The rest of the drive was extremely protracted as well, because they couldn't push the gas too hard for fear of us overheating again. It may have seemed even longer for Diane, Jean and Sanjay, as Beth, Tegan, Alex and I sang the entire way home without any accompaniment except for the iPods in our ears. They hated every single Jewel, Beach Boys, Billy Joel and Simon and Garfunkel song we massacred, but I actually think they liked our rousing rendition of today's final

Song of the Day:
  • I Touch Myself, by the Divinyls, which seemed to be very well-received.
We also stopped on the side of the road for Tegan's pee-break as Maasai warriors wandered past and watched her in an area that had until that moment seemed entirely deserted.

As we drove into Arusha town, we begged to skip dinner, but our super-nice guide Naaz (a 22-year-old who's married to a former CCS volunteer) wouldn't allow it. He stopped and insisted, because of the vehicle problems, that he buy us each a dinner of fried chicken and chips (i.e., fries) at Steers, a local fast-food joint. The chicken had feathers all over, so I avoided it. The fries were good, though, and as I left the man cleaning our table said, "She likes fat, but not chicken." No shit, Sherlock.

Anyway, eventually, we got home. I've never been so grateful for a hard mattress on a bottom bunk in a room with water that runs only part of the time and is generally frigid, and supremely unreliable electricity that barely allows Sanjay to charge his camera. But last night I was grateful.

Actually, if I've learned anything at all here, it's really that we can subsist on so much less than we have . . .

I finally woke up, with a low temperature and a terribly sore throat at 2pm today. I didn't want to move, but I also didn't want to eat rice and beans for the 92nd time, so I left the dorm with Sanj and Diane. We walked through town, and, after I clumsily fell into a foot-deep hole on the sidewalk but completely avoided injury, we dined in style at Pepe's.

Pizza and Sprite has never tasted so good.

PS: Thanks for all the photos (especially you, Millie). In my current germ-ravaged state, I'm growing a little homesick, so every little bit helps . . . I'm hoping to recover by Saturday in time for our Kili climb. Sanjay is sick too ;(

PPS: Chooch, you are the cutest birthday boy ever!

3 comments:

Mom said...

I hope you are feeling better. (I worry you know) Drink plenty of water (do they have clean water?) And rest! I'd make you chicken soup, but you hate it, and of course there is the problem of how I would get it to you. Tell Sanjay to take good care of you, and know that we miss you here.

Love,

Mom


PS I think it is more your bed than Zoe's!
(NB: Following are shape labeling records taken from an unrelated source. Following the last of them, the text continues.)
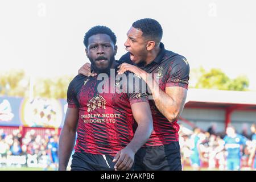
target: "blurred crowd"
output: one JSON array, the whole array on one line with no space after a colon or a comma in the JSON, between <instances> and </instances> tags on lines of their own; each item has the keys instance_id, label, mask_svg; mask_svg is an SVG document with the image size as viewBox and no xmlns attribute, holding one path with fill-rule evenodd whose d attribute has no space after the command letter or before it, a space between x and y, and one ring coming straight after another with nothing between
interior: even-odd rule
<instances>
[{"instance_id":1,"label":"blurred crowd","mask_svg":"<svg viewBox=\"0 0 256 182\"><path fill-rule=\"evenodd\" d=\"M202 131L195 127L189 131L181 126L179 136L183 167L192 169L255 170L256 169L255 125L251 134L238 134L229 126L224 133L216 133L210 127Z\"/></svg>"},{"instance_id":2,"label":"blurred crowd","mask_svg":"<svg viewBox=\"0 0 256 182\"><path fill-rule=\"evenodd\" d=\"M238 134L233 126L224 133L214 128L193 131L180 125L180 146L183 168L200 170L249 170L256 169L256 129L251 135ZM34 130L22 136L19 129L7 135L0 129L0 167L50 167L57 169L59 136L55 130L45 130L43 135Z\"/></svg>"},{"instance_id":3,"label":"blurred crowd","mask_svg":"<svg viewBox=\"0 0 256 182\"><path fill-rule=\"evenodd\" d=\"M42 136L34 130L22 137L19 129L7 135L0 129L0 167L49 167L57 169L59 136L46 130Z\"/></svg>"}]
</instances>

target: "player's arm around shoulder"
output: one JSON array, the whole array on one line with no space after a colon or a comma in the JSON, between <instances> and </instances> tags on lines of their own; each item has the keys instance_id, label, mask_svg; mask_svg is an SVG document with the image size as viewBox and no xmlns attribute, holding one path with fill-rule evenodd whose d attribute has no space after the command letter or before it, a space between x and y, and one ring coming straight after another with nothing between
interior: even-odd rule
<instances>
[{"instance_id":1,"label":"player's arm around shoulder","mask_svg":"<svg viewBox=\"0 0 256 182\"><path fill-rule=\"evenodd\" d=\"M159 110L172 122L180 116L185 105L189 78L189 65L182 56L170 63L165 92L153 89L153 97Z\"/></svg>"},{"instance_id":2,"label":"player's arm around shoulder","mask_svg":"<svg viewBox=\"0 0 256 182\"><path fill-rule=\"evenodd\" d=\"M68 109L59 142L59 170L66 170L75 145L79 113L79 104L76 92L77 85L76 84L76 78L69 84L68 89Z\"/></svg>"},{"instance_id":3,"label":"player's arm around shoulder","mask_svg":"<svg viewBox=\"0 0 256 182\"><path fill-rule=\"evenodd\" d=\"M79 109L68 108L59 142L59 170L66 170L75 145Z\"/></svg>"}]
</instances>

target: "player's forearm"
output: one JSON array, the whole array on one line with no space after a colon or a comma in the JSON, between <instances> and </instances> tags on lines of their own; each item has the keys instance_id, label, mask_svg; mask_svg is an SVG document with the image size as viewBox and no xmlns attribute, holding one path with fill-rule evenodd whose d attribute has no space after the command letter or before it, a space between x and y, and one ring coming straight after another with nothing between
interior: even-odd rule
<instances>
[{"instance_id":1,"label":"player's forearm","mask_svg":"<svg viewBox=\"0 0 256 182\"><path fill-rule=\"evenodd\" d=\"M148 122L147 122L139 124L133 139L127 147L131 148L134 154L136 153L146 143L152 131L152 123L148 123Z\"/></svg>"},{"instance_id":2,"label":"player's forearm","mask_svg":"<svg viewBox=\"0 0 256 182\"><path fill-rule=\"evenodd\" d=\"M154 78L148 80L147 84L151 91L154 101L159 111L170 122L177 119L183 108L179 108L176 101L163 92ZM184 99L185 99L185 97Z\"/></svg>"},{"instance_id":3,"label":"player's forearm","mask_svg":"<svg viewBox=\"0 0 256 182\"><path fill-rule=\"evenodd\" d=\"M59 169L66 170L75 146L76 130L65 125L61 130L59 145Z\"/></svg>"}]
</instances>

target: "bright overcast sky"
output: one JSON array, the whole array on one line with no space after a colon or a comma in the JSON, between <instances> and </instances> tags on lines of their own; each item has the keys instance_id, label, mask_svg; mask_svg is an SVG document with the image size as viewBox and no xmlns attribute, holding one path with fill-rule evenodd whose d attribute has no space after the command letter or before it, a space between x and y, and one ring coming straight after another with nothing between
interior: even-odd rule
<instances>
[{"instance_id":1,"label":"bright overcast sky","mask_svg":"<svg viewBox=\"0 0 256 182\"><path fill-rule=\"evenodd\" d=\"M0 1L0 71L23 68L35 76L75 75L87 61L83 37L109 27L125 53L135 20L151 18L163 29L166 48L187 57L191 68L219 68L245 75L256 90L254 0L12 0Z\"/></svg>"}]
</instances>

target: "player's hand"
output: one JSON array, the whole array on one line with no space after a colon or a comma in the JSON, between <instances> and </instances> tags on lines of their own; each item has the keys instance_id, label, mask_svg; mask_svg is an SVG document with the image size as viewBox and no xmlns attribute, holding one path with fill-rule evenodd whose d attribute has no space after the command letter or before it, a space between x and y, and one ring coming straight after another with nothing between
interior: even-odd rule
<instances>
[{"instance_id":1,"label":"player's hand","mask_svg":"<svg viewBox=\"0 0 256 182\"><path fill-rule=\"evenodd\" d=\"M117 71L118 74L123 74L126 71L129 71L131 72L134 73L135 75L141 77L145 82L147 81L146 80L148 73L136 66L127 63L122 63L117 68L119 68L119 69Z\"/></svg>"},{"instance_id":2,"label":"player's hand","mask_svg":"<svg viewBox=\"0 0 256 182\"><path fill-rule=\"evenodd\" d=\"M113 162L117 162L114 167L115 170L130 169L134 161L134 155L133 150L127 147L117 152L113 160Z\"/></svg>"},{"instance_id":3,"label":"player's hand","mask_svg":"<svg viewBox=\"0 0 256 182\"><path fill-rule=\"evenodd\" d=\"M91 73L90 72L90 64L89 63L86 63L84 64L79 69L79 74L82 74L85 76L96 76L97 75L96 73Z\"/></svg>"}]
</instances>

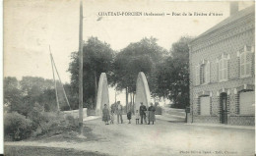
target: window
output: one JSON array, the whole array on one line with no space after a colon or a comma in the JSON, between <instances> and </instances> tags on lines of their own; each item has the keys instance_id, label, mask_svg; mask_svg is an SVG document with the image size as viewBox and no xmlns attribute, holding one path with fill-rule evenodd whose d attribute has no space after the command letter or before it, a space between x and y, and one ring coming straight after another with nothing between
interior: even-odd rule
<instances>
[{"instance_id":1,"label":"window","mask_svg":"<svg viewBox=\"0 0 256 156\"><path fill-rule=\"evenodd\" d=\"M245 46L240 50L240 78L251 76L251 47Z\"/></svg>"},{"instance_id":2,"label":"window","mask_svg":"<svg viewBox=\"0 0 256 156\"><path fill-rule=\"evenodd\" d=\"M222 58L219 61L219 81L227 80L227 58Z\"/></svg>"},{"instance_id":3,"label":"window","mask_svg":"<svg viewBox=\"0 0 256 156\"><path fill-rule=\"evenodd\" d=\"M200 66L200 84L206 82L206 65L203 64Z\"/></svg>"},{"instance_id":4,"label":"window","mask_svg":"<svg viewBox=\"0 0 256 156\"><path fill-rule=\"evenodd\" d=\"M200 97L200 115L210 115L210 107L211 101L210 96L202 96Z\"/></svg>"},{"instance_id":5,"label":"window","mask_svg":"<svg viewBox=\"0 0 256 156\"><path fill-rule=\"evenodd\" d=\"M196 66L196 85L205 84L210 82L210 62L202 62L201 65Z\"/></svg>"},{"instance_id":6,"label":"window","mask_svg":"<svg viewBox=\"0 0 256 156\"><path fill-rule=\"evenodd\" d=\"M239 105L241 115L255 114L255 96L254 91L240 92Z\"/></svg>"}]
</instances>

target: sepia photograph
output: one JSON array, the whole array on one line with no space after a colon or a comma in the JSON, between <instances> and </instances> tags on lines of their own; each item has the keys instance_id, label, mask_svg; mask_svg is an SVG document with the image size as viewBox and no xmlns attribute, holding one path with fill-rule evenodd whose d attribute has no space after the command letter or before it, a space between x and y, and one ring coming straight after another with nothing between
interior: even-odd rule
<instances>
[{"instance_id":1,"label":"sepia photograph","mask_svg":"<svg viewBox=\"0 0 256 156\"><path fill-rule=\"evenodd\" d=\"M255 155L254 0L2 5L3 155Z\"/></svg>"}]
</instances>

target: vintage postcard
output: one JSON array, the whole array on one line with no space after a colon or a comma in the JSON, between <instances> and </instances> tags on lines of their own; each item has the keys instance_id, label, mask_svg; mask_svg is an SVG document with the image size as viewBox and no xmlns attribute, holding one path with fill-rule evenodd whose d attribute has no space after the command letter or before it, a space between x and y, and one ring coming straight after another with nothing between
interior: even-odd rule
<instances>
[{"instance_id":1,"label":"vintage postcard","mask_svg":"<svg viewBox=\"0 0 256 156\"><path fill-rule=\"evenodd\" d=\"M255 2L4 0L3 153L255 154Z\"/></svg>"}]
</instances>

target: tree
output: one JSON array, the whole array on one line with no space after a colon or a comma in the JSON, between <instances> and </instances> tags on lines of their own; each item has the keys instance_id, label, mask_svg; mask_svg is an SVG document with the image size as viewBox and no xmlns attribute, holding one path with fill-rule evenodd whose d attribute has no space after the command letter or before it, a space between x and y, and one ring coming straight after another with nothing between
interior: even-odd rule
<instances>
[{"instance_id":1,"label":"tree","mask_svg":"<svg viewBox=\"0 0 256 156\"><path fill-rule=\"evenodd\" d=\"M14 77L4 78L4 104L9 108L8 112L18 111L22 103L22 91L19 82Z\"/></svg>"},{"instance_id":2,"label":"tree","mask_svg":"<svg viewBox=\"0 0 256 156\"><path fill-rule=\"evenodd\" d=\"M189 47L191 37L181 37L172 44L171 56L158 65L156 95L167 97L174 107L189 105Z\"/></svg>"},{"instance_id":3,"label":"tree","mask_svg":"<svg viewBox=\"0 0 256 156\"><path fill-rule=\"evenodd\" d=\"M126 89L126 104L128 93L135 93L136 80L139 72L143 72L148 80L152 78L152 72L156 64L162 60L166 50L157 44L156 38L143 38L139 42L130 43L115 57L111 75L111 84L118 90ZM149 83L153 89L153 84Z\"/></svg>"},{"instance_id":4,"label":"tree","mask_svg":"<svg viewBox=\"0 0 256 156\"><path fill-rule=\"evenodd\" d=\"M83 101L84 106L87 108L94 109L96 107L96 84L101 73L110 74L113 55L114 51L110 48L110 45L98 40L96 37L90 37L85 43L83 47ZM71 90L74 97L78 97L78 52L73 52L68 72L71 73ZM78 104L78 99L76 103Z\"/></svg>"}]
</instances>

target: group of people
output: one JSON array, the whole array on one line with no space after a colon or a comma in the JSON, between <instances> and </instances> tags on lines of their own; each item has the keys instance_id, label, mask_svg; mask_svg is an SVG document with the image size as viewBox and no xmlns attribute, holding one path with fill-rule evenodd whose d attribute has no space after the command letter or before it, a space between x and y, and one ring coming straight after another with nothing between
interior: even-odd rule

If Zoe has slept in that bed 3 times, it would amaze me! Maybe when she's in her twenties:)

Mom said...

Hello.. I'm really getting worried here. Please call home.

Love,

Mom

Anonymous said...

Did you get to go to Kilimanjaro? I hope you guys were feeling well enough to go. I like to live vicariously through you, you know. I just got your schedule at the Maldives, and I can assure you that you will be feeling rested and pampered soon enough.